Employees should not be given access to any of the center’s social media passwords until training has been completed and documented. Employees should receive regular follow-up training on HIPAA requirements, with social media remaining a key area of focus.
In conjunction with their HIPAA training, all employees should receive written policies on the use of social media, both in the employee handbook and as stand-alone documents. These policies should be saved in the employees’ personnel files.
A well-trained employee should be designated to regularly monitor social media sites used by the center, and to review and respond to information posted about the center on the internet. Work with your information technology department to set up procedures that will maximize your ability to monitor all relevant posts.
Bring your employees into the conversation about best practices. Make social media a regular topic in meetings, review breaches that are reported in the news, and survey employees for their opinions on how to prevent breaches.

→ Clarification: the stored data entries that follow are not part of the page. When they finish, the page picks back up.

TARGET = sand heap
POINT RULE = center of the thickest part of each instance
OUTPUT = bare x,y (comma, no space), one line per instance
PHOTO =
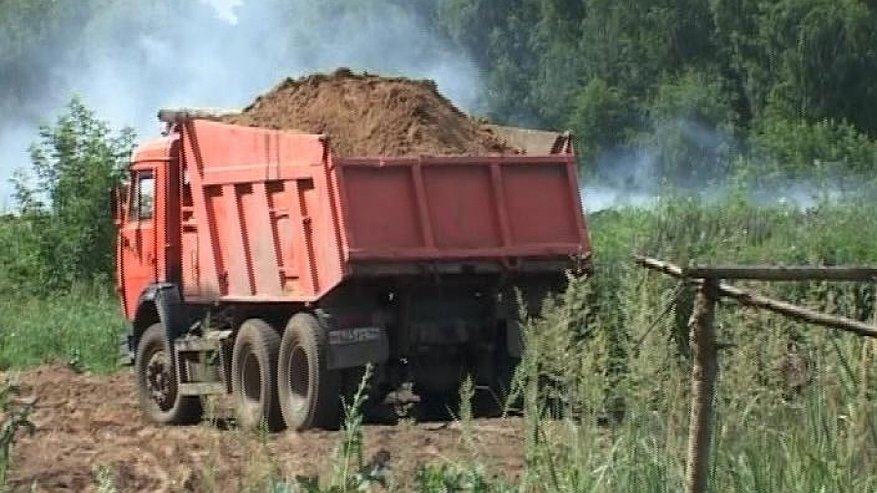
368,115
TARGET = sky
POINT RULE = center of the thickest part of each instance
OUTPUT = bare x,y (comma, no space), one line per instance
245,50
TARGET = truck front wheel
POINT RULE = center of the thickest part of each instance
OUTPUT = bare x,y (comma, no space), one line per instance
157,381
253,378
309,392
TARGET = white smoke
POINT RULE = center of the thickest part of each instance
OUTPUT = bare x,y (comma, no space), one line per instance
223,53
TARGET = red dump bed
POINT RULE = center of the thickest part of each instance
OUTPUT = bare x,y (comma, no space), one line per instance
274,216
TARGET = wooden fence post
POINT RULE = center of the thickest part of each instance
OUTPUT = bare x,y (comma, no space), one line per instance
703,381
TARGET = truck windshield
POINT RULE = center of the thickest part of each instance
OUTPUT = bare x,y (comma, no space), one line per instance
143,200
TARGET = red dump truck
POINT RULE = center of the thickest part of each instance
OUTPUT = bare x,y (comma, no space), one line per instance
258,263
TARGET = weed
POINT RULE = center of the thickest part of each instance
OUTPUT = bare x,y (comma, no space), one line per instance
15,419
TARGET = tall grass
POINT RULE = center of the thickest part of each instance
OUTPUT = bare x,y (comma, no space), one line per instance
81,327
795,404
605,376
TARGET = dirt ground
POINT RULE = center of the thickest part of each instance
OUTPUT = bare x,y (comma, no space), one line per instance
86,422
369,115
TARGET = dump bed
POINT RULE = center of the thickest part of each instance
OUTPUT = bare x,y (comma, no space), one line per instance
274,216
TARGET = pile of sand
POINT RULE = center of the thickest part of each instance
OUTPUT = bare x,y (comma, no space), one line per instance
368,115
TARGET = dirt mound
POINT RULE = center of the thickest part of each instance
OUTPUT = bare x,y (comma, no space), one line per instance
368,115
88,426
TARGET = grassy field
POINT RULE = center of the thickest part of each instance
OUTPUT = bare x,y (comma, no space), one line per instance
605,381
80,327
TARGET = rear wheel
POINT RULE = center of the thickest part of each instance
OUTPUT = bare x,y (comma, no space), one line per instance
253,378
157,390
308,390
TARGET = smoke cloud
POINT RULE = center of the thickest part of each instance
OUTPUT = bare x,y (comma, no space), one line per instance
223,53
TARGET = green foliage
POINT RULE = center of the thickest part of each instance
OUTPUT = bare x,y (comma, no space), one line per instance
80,327
823,148
57,252
65,232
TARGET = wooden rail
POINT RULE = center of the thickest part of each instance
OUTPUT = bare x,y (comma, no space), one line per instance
702,335
755,300
781,273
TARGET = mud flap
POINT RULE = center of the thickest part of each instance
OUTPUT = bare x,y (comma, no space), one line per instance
349,348
170,310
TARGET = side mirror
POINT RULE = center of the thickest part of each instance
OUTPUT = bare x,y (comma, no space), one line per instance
119,197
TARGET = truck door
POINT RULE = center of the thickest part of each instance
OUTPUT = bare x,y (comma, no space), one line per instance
137,238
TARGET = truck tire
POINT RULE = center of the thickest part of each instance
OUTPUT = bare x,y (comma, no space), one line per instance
253,377
309,392
157,382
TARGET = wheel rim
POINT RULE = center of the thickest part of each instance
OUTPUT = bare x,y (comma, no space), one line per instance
251,378
159,380
299,378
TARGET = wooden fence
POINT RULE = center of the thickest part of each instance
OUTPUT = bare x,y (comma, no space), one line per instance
703,340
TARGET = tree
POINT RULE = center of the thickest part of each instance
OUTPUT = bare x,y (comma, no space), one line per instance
65,210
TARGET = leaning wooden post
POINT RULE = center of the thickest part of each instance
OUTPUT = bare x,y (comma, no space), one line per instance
703,382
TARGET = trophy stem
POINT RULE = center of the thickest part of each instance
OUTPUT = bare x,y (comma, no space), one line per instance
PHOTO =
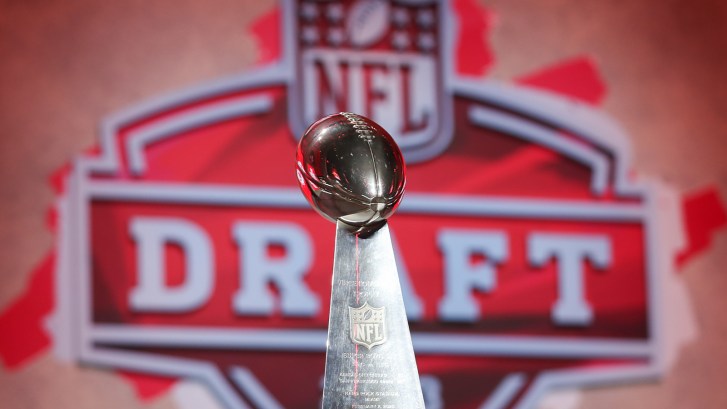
369,356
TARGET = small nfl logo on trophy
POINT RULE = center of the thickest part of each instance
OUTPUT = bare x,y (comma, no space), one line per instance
368,325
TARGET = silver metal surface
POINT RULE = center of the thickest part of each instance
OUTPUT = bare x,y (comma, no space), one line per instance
352,172
369,357
350,169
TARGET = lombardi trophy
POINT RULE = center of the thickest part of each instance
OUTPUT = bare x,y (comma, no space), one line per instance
352,172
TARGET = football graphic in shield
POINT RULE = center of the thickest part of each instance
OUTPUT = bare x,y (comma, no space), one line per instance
384,60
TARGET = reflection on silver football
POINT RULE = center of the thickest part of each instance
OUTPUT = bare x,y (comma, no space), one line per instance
350,169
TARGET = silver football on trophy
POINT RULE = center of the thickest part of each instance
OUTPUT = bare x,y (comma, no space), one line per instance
350,169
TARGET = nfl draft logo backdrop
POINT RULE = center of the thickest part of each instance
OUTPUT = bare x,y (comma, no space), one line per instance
527,255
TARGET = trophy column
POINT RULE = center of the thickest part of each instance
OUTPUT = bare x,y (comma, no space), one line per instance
369,357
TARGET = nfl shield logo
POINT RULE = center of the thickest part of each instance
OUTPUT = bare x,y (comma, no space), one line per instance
383,59
368,325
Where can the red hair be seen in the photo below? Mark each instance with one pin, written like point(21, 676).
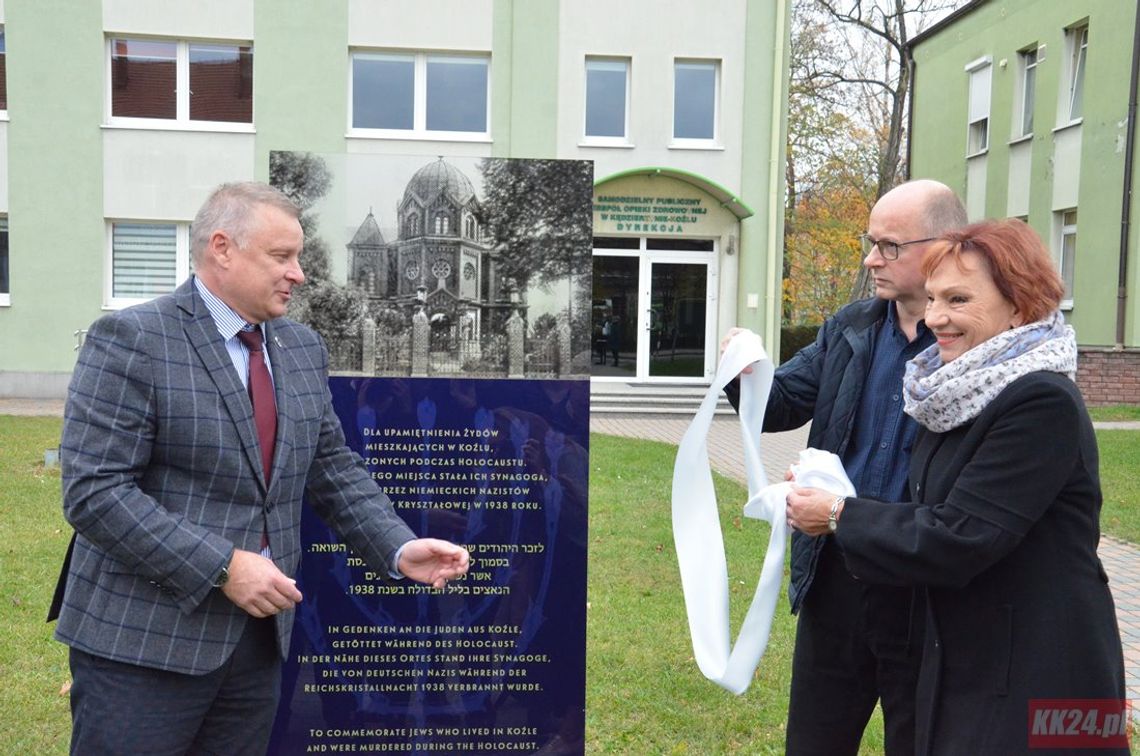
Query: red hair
point(1017, 259)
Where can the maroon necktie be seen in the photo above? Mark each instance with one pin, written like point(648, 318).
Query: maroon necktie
point(261, 395)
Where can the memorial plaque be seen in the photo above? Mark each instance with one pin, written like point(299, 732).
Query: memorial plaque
point(464, 388)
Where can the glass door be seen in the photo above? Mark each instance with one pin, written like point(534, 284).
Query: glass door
point(676, 320)
point(617, 291)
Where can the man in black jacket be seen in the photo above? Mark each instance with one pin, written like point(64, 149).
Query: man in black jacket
point(856, 643)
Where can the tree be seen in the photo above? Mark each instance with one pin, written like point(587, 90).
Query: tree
point(540, 212)
point(878, 66)
point(849, 82)
point(331, 309)
point(304, 178)
point(822, 252)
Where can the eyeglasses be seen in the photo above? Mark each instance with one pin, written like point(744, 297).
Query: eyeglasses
point(888, 250)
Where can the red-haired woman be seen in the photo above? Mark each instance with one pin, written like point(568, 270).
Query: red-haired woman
point(1004, 520)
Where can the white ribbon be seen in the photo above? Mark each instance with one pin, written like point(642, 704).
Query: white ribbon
point(697, 523)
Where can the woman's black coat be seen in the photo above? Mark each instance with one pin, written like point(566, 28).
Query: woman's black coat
point(1003, 530)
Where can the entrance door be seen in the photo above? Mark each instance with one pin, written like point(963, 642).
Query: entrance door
point(651, 311)
point(616, 309)
point(676, 323)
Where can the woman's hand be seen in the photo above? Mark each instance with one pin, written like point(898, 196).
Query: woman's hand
point(433, 561)
point(808, 510)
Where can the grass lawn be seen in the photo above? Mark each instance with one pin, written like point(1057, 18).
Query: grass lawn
point(1120, 482)
point(644, 692)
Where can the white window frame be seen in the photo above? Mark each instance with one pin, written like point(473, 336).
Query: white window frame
point(181, 120)
point(1076, 56)
point(588, 140)
point(1025, 103)
point(687, 143)
point(181, 259)
point(6, 297)
point(978, 104)
point(1066, 230)
point(418, 129)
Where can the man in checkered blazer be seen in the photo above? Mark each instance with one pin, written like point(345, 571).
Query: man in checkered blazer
point(179, 604)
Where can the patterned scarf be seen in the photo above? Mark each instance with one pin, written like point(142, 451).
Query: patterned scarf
point(942, 396)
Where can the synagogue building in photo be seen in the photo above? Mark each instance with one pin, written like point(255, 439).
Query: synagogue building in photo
point(119, 116)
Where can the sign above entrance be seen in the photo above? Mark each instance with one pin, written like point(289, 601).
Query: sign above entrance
point(648, 204)
point(638, 214)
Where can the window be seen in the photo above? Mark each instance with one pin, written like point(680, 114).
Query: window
point(1067, 224)
point(1023, 120)
point(181, 81)
point(694, 99)
point(3, 261)
point(978, 137)
point(417, 94)
point(1076, 42)
point(3, 72)
point(607, 98)
point(147, 259)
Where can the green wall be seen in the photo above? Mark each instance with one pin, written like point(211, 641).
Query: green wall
point(763, 169)
point(939, 129)
point(55, 168)
point(526, 66)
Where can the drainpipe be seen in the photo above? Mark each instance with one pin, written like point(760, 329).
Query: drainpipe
point(1126, 196)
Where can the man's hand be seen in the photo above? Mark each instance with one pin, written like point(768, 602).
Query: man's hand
point(433, 561)
point(808, 509)
point(258, 586)
point(724, 346)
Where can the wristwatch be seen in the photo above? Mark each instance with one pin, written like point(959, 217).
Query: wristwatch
point(833, 514)
point(220, 580)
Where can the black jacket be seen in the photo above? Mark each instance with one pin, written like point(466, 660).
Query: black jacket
point(822, 383)
point(1003, 531)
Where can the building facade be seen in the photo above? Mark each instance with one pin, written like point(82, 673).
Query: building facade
point(107, 151)
point(1027, 108)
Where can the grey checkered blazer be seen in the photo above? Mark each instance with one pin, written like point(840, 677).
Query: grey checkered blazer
point(162, 480)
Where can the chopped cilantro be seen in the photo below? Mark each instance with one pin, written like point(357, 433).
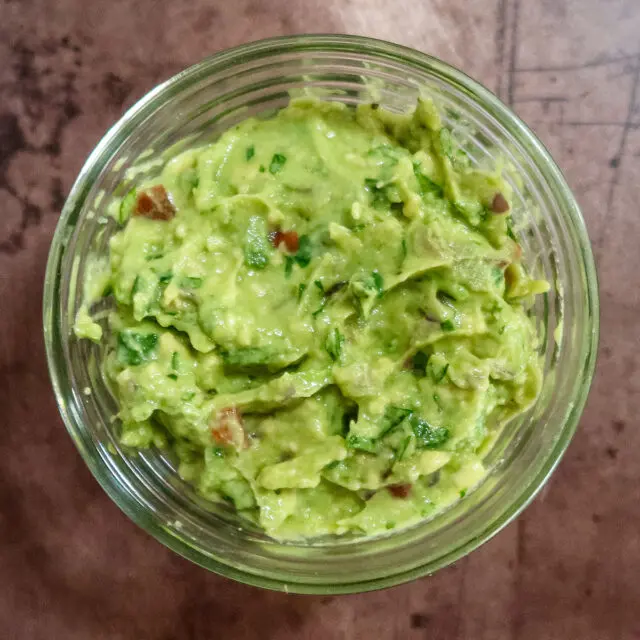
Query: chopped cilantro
point(288, 266)
point(248, 357)
point(135, 348)
point(126, 206)
point(362, 443)
point(191, 282)
point(426, 184)
point(277, 162)
point(447, 325)
point(402, 448)
point(138, 283)
point(446, 142)
point(378, 282)
point(334, 343)
point(256, 246)
point(419, 362)
point(438, 376)
point(303, 255)
point(393, 416)
point(428, 436)
point(378, 195)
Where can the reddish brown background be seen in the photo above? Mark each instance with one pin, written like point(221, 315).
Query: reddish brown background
point(73, 567)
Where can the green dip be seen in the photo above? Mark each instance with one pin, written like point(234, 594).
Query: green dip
point(322, 316)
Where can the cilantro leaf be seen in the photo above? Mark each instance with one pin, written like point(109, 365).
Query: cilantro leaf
point(303, 255)
point(126, 206)
point(362, 443)
point(446, 142)
point(277, 162)
point(256, 246)
point(426, 184)
point(191, 282)
point(447, 325)
point(334, 343)
point(378, 195)
point(393, 416)
point(135, 348)
point(428, 436)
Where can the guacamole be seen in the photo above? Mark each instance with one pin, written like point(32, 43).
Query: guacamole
point(321, 316)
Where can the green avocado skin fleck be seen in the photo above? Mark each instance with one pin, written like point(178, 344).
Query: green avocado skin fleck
point(332, 313)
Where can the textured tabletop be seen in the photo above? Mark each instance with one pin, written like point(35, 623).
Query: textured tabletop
point(73, 567)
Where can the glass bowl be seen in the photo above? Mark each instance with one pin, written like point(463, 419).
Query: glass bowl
point(259, 78)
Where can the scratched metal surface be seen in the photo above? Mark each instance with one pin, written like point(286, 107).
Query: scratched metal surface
point(73, 567)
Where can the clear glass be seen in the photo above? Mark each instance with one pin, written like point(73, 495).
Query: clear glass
point(258, 78)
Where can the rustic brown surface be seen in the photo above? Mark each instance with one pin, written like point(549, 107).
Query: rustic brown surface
point(73, 567)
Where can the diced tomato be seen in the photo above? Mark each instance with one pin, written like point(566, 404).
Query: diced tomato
point(399, 490)
point(290, 239)
point(154, 204)
point(227, 428)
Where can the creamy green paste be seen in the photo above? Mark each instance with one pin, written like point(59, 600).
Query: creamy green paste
point(322, 317)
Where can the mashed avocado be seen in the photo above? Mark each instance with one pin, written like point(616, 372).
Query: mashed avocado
point(322, 315)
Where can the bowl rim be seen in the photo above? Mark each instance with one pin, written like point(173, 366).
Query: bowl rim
point(317, 42)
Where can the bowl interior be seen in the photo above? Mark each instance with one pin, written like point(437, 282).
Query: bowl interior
point(256, 80)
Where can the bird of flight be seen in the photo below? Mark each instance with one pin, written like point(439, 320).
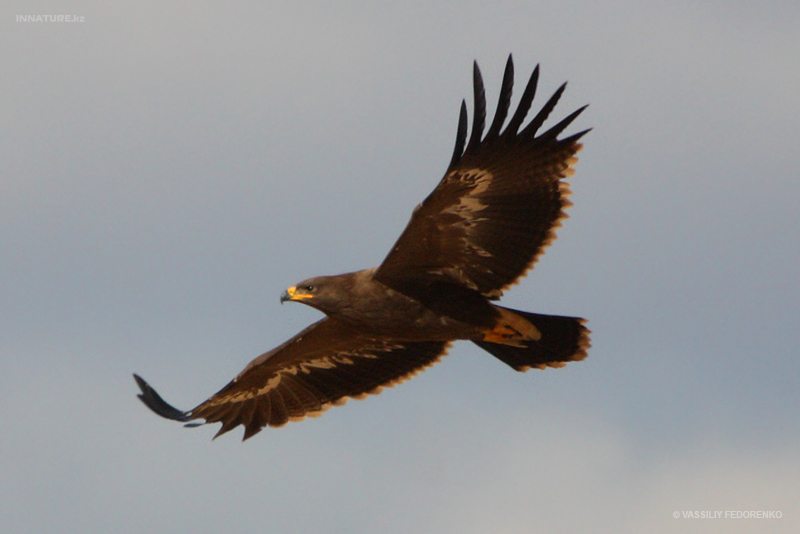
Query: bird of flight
point(477, 233)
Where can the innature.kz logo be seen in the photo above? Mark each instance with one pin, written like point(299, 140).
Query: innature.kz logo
point(51, 18)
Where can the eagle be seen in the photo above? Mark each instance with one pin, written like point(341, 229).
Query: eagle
point(481, 229)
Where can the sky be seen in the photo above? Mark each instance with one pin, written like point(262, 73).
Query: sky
point(168, 170)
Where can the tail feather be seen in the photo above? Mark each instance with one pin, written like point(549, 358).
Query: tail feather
point(563, 340)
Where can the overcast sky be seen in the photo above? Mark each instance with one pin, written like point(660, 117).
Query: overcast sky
point(167, 171)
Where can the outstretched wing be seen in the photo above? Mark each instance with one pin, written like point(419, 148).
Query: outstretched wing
point(497, 207)
point(323, 365)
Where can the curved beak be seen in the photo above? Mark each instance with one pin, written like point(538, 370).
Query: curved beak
point(292, 294)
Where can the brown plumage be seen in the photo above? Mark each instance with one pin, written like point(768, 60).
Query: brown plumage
point(477, 233)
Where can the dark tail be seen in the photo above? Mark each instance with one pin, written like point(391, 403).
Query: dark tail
point(153, 400)
point(564, 339)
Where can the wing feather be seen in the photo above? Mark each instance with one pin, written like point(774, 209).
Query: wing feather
point(323, 365)
point(498, 205)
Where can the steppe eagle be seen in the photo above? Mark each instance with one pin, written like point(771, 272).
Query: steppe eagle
point(483, 226)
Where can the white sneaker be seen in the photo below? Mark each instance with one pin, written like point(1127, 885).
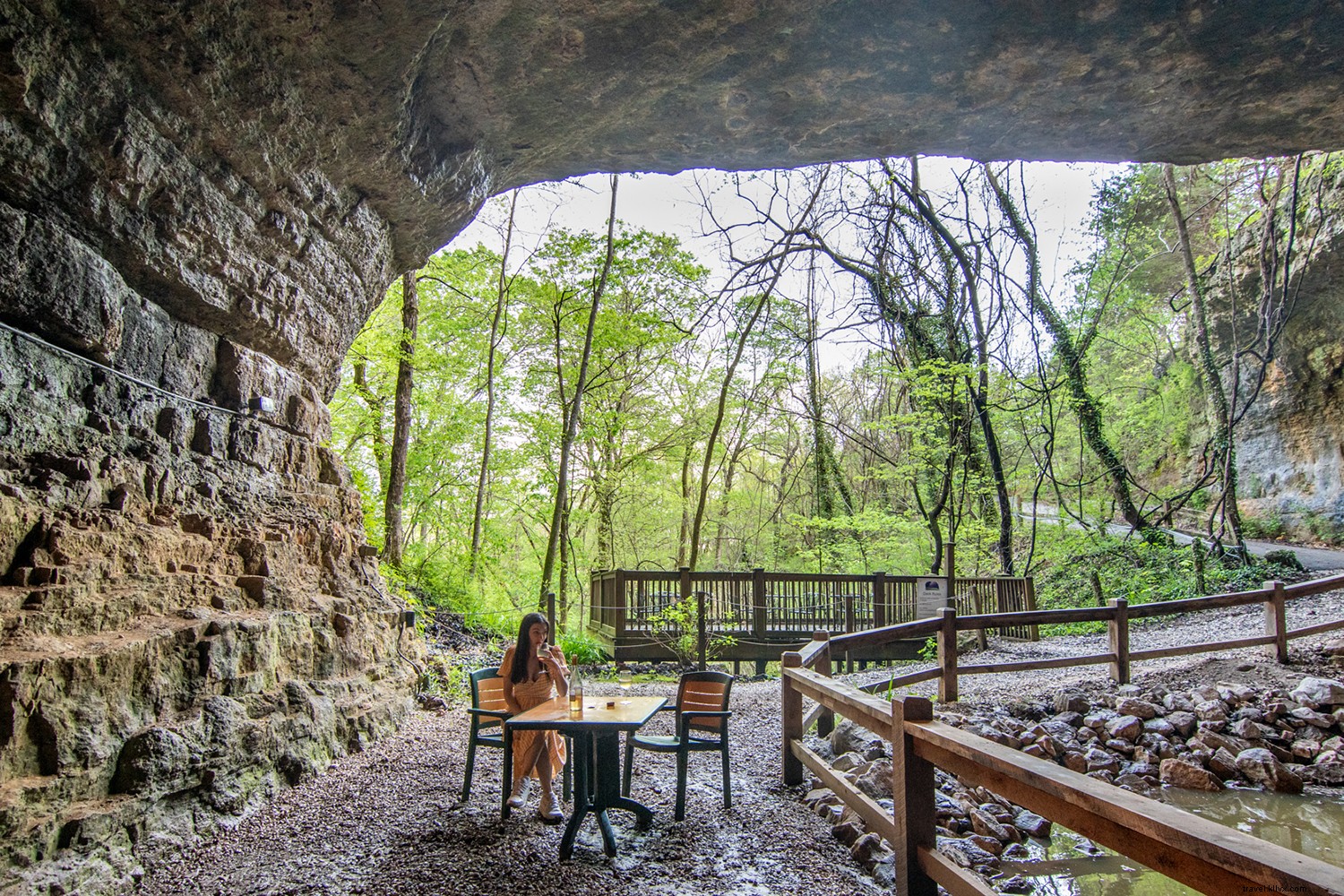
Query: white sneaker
point(519, 794)
point(547, 812)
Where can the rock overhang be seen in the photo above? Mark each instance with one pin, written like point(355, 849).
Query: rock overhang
point(263, 171)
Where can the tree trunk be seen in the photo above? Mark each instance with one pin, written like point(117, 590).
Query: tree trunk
point(502, 295)
point(392, 544)
point(572, 422)
point(1225, 444)
point(728, 376)
point(685, 536)
point(1085, 406)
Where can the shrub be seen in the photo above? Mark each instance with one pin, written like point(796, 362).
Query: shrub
point(582, 648)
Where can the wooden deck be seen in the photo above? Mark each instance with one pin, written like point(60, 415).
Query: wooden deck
point(768, 613)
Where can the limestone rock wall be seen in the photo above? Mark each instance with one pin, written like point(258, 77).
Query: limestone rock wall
point(210, 198)
point(188, 613)
point(188, 621)
point(1290, 445)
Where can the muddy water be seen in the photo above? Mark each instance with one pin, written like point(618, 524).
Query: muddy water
point(1070, 866)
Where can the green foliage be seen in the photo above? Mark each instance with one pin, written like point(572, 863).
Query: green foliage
point(929, 651)
point(1132, 568)
point(676, 627)
point(582, 649)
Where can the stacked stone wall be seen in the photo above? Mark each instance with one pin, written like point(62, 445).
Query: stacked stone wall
point(190, 616)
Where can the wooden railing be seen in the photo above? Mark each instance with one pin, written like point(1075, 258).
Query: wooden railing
point(789, 606)
point(1196, 852)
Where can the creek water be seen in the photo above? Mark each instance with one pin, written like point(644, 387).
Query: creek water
point(1070, 866)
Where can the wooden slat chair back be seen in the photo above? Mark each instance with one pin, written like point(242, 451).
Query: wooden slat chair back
point(488, 713)
point(702, 707)
point(703, 696)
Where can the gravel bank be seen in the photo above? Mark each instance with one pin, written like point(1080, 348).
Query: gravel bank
point(389, 821)
point(1172, 672)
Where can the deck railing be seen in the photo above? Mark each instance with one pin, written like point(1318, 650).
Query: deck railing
point(1203, 855)
point(789, 606)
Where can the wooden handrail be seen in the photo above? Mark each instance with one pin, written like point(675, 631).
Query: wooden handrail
point(1314, 586)
point(871, 637)
point(1187, 848)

When employees leave the center, a review must be immediately conducted to determine whether they had access to social media passwords. Your information technology department should ensure that former employees can no longer post anything on the center’s social media platforms.
Though the world of social media presents substantial risk regarding PHI, the good news is that with careful preparation and consistent practices, urgent care centers can proactively manage this risk.